2

I have a proxy server which I connect to like so

ssh -L 2001:localhost:8888 -N myserver.com -p 443  

I then open up Firefox

firefox -p "SSHProxy"

(It starts Firefox configured to use port 2001). I browse a bit, then close Firefox and then stop the tunnel.

What I would like to do is automate it: open the tunnel, then open Firefox. When I close Firefox, I'd like to close the tunnel too.

Is this possible in a simple script?

I have tried

ssh -L 2001:localhost:8888 -N myserver.com -p 443 && firefox -p "SSHProxy"

but only the SSH bit executes, Firefox does not open. If I reverse the order, then SSH only opens after I close Firefox.


With help below I have used this simplified script:

#!/bin/bash -e

#Start SSH
ssh -L 2001:localhost:8888 -Nf myserver.com -p 443 &

#Start Firefox
firefox -p "SSHProxy" &

#Kill the SSH port 2001 when Firefox stops
trap "ps aux | grep ssh | grep 2001 | awk '{print \$2}' | xargs kill" EXIT SIGINT SIGTERM

wait

1 Answer 1

1

What about creating a bash script that uses arrays to store the PID and then trap and kill them:

#!/bin/bash -e

ssh -L 2001:localhost:8888 -N myserver.com -p 443 &
PID[0]=$!
firefox -p "SSHProxy" &
PID[1]=$!
trap "kill ${PID[*]}" INT SIGINT        
wait

If you need to use a password look here for sshpass: https://stackoverflow.com/questions/16937104/provide-password-to-ssh-command-inside-bash-script-without-the-usage-of-public

EDIT:

Run the script in terminal. Browse. When done browsing, go back to terminal and press Ctr-C (INT/SIGINT) the processes should be cleaned up. It seemed to work for me.

3
  • This looks promising - but the SSH connection doesn't die when I close Firefox, just stays open. I guess the trap isn't catching Firefox's exit?

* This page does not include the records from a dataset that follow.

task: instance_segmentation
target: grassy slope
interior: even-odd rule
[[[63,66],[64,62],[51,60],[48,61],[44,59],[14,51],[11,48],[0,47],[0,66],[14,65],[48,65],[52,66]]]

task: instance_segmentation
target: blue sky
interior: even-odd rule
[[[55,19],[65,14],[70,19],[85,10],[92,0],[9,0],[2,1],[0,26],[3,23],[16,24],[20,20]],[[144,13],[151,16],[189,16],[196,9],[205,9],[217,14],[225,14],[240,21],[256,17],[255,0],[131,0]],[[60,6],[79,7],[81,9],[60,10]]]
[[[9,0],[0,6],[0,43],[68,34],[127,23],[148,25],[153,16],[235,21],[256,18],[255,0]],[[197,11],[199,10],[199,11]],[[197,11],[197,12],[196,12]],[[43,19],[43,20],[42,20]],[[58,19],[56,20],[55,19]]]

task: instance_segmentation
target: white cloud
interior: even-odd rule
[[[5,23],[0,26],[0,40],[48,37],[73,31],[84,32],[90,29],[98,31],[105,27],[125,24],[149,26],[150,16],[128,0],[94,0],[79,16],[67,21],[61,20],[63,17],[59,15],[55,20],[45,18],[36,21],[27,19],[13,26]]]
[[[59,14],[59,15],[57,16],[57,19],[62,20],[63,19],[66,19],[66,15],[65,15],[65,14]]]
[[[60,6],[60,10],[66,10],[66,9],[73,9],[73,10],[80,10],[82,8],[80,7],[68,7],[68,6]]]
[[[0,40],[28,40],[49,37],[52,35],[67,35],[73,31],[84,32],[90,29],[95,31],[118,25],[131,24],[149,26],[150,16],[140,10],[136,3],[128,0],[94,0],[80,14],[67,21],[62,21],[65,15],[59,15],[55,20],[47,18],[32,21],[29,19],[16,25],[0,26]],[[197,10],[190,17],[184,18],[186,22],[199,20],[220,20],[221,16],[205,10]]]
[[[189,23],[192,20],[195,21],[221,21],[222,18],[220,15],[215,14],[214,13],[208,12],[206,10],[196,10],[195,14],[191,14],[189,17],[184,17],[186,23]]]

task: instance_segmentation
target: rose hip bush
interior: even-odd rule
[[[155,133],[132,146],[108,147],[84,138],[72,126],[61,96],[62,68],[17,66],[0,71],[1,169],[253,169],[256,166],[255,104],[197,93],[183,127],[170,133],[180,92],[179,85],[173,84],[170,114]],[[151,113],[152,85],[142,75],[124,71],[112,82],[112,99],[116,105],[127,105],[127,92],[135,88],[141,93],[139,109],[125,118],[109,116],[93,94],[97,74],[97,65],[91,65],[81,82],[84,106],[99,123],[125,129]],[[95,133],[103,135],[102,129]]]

I've not heard of trap before but I read a bit and tried adding even more signals trap "kill ${PID[*]}" EXIT QUIT INT STOP TERM ERR SIGINT SIGTERM but it still wasn't caught.
    – Mendhak
    Feb 5, 2014 at 0:22
  • Got it - I needed to detect the PID of the SSH process differently, the PID[0] being reported in the script is wrong. So I did this: trap "ps aux | grep ssh | grep 2001 | awk '{print \$2}' | xargs kill" EXIT SIGINT SIGTERM If you modify your post I can mark yours as answer, thanks!
    – Mendhak
    Feb 5, 2014 at 0:51
  • @Shah I am glad that you got it working. Edited the answer, but it seemed to work for me with some minor adjustments.